Holding the Man (Neil Armfield, 2015)
It’s a difficult task to make a film that while tragic, is full of so many moments of beauty and joy. But that’s exactly what Neil Armfield has done in Holding the Man. Based on Timothy Conigrave’s memoir of the same name (which later became a critically acclaimed and much loved play), the film details the fifteen year relationship between Tim (Ryan Corr) and his partner John Caleo (Craig Stott), from their initial attraction in high school, through their university years, and their battle with the AIDS virus.
Armfield captures the joyful revelry of youth against a Melbourne backdrop in the late seventies to early eighties, with early scenes mirroring television’s Puberty Blues.
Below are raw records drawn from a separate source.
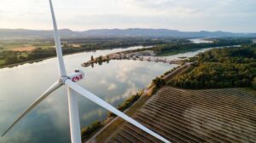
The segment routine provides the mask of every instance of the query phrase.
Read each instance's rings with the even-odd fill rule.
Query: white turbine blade
[[[66,69],[65,69],[65,65],[63,60],[62,49],[61,49],[61,44],[60,36],[58,32],[58,27],[56,24],[55,16],[55,11],[52,6],[51,0],[49,0],[49,3],[50,6],[50,12],[51,12],[52,22],[53,22],[54,31],[55,31],[55,49],[56,49],[56,54],[57,54],[57,58],[59,62],[59,72],[61,77],[66,77],[67,73],[66,73]]]
[[[119,117],[122,117],[123,119],[129,122],[130,123],[137,126],[137,128],[143,129],[143,131],[147,132],[148,134],[156,137],[157,139],[159,139],[159,140],[160,140],[164,142],[170,143],[170,141],[168,141],[165,138],[161,137],[158,134],[156,134],[156,133],[153,132],[152,130],[148,129],[148,128],[144,127],[143,125],[142,125],[141,123],[139,123],[138,122],[137,122],[133,118],[128,117],[127,115],[125,115],[122,112],[117,110],[115,107],[113,107],[113,106],[111,106],[108,102],[104,101],[103,100],[97,97],[96,95],[90,93],[90,91],[87,91],[86,89],[83,89],[82,87],[80,87],[77,83],[73,83],[70,79],[67,79],[65,81],[65,84],[67,84],[69,88],[73,89],[73,90],[75,90],[79,94],[80,94],[83,96],[86,97],[87,99],[90,100],[91,101],[96,103],[97,105],[102,106],[103,108],[107,109],[107,110],[113,112],[114,114],[116,114]]]
[[[81,143],[78,96],[76,96],[75,91],[71,88],[67,88],[67,93],[71,142]]]
[[[42,100],[44,100],[49,94],[59,89],[62,84],[58,81],[50,86],[38,100],[36,100],[27,109],[26,109],[17,119],[8,128],[8,129],[2,134],[3,136],[8,131],[9,131],[25,115],[26,115],[31,110],[37,106]]]

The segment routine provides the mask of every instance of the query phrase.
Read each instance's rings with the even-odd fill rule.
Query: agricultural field
[[[244,89],[166,86],[133,118],[172,142],[256,142],[256,94]],[[160,142],[128,123],[106,140]]]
Tim and John’s awkward teenage romance is infused with humour, excitement, secrecy, and a sense of complete infatuation. University life brings with it added sexual liberation, and infatuation turns to full-throttled lust, testing the limits of their relationship. In the mid-eighties, tragedy strikes, and yet every moment is still tinged with a raw beauty.
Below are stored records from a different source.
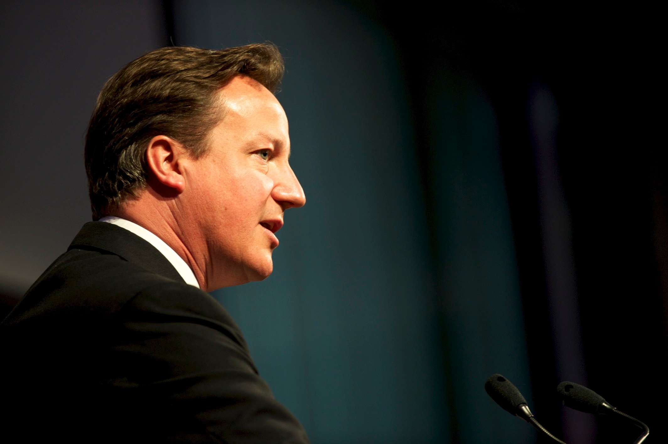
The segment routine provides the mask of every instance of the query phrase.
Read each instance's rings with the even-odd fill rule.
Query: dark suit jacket
[[[225,309],[112,224],[84,226],[0,341],[3,442],[308,442]]]

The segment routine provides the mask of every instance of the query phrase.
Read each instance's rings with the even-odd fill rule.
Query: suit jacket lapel
[[[113,253],[128,262],[173,280],[184,282],[162,253],[131,231],[107,222],[90,222],[74,238],[68,250],[91,247]]]

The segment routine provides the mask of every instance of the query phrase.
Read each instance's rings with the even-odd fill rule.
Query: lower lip
[[[262,226],[262,225],[260,226]],[[274,233],[273,233],[269,228],[262,226],[262,229],[266,231],[267,235],[269,236],[269,239],[271,240],[272,247],[275,248],[279,246],[279,238],[276,237],[276,235],[274,234]]]

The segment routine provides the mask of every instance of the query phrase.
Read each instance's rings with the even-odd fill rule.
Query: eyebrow
[[[270,134],[268,134],[267,133],[265,132],[259,132],[257,133],[257,136],[258,138],[263,138],[265,139],[267,139],[267,140],[271,142],[275,146],[280,146],[282,150],[287,150],[288,159],[289,159],[290,156],[292,156],[292,150],[291,150],[289,147],[285,148],[285,144],[284,144],[283,141],[277,139],[274,136],[271,136]]]

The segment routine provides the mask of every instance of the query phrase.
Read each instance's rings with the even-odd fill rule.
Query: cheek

The soundtrack bolsters the seventies/eighties vibe with hits of the time, enhancing the mood in an often sad story. Tommy Murphy’s screenplay (which I’m sure features many of Tim’s own words) is consistently funny, especially in the teenage years, but also through the tough times. And while the film depicts multiple instances of discrimination, it isn’t defined by these, with many characters accepting that love is love so who cares. A word of warning for the later stages of this film: you should probably bring about seven boxes of tissues with you. I doubt there was a dry eye in the house.
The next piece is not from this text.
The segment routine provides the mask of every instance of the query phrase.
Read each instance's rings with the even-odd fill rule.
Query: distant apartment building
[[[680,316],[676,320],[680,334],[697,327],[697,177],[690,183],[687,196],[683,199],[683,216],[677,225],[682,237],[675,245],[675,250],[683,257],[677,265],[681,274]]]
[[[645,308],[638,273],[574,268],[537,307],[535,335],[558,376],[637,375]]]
Ryan Corr and Craig Stott are extraordinary. Without a doubt they deliver their best performances yet, moving the absolute bejesus out of their audience with their incredible chemistry. The mind boggles at the talent on display here. This extends to the supporting cast, which features Guy Pearce and Kerry Fox as Tim’s parents, Anthony LaPaglia as John’s father, Sarah Snook as Tim’s friend Pepe, and Geoffrey Rush as Tim’s drama teacher. LaPaglia in particular is devastating.
At the Q&A I attended after the film, a question was raised about how to market this film – be open about its gay story, or hide it to get more audiences in? It has, quite sensibly, opted for middle ground, though it seems unlikely that certain audiences will watch (*cough* Tony Abbott *cough*). It is timely that is has been released when the marriage equality debate is gathering full steam, and the film’s themes are likely to resonate strongly with many viewers. The key message of the film is that love is love, and some bigots could certainly learn a lot from it, but we probably shouldn’t hold our breaths. #bringonthenextelection
Neil Armfield’s 2006 film Candy, starring Heath Ledger and Abbie Cornish as two drug addicts, similarly told a tragic love story. But while that was downright depressing, there’s no denying how profoundly beautiful his latest work is, both visually and thematically. Holding the Man may just be the most beautiful film to have ever come out of this country, and it is most certainly the best film of the year.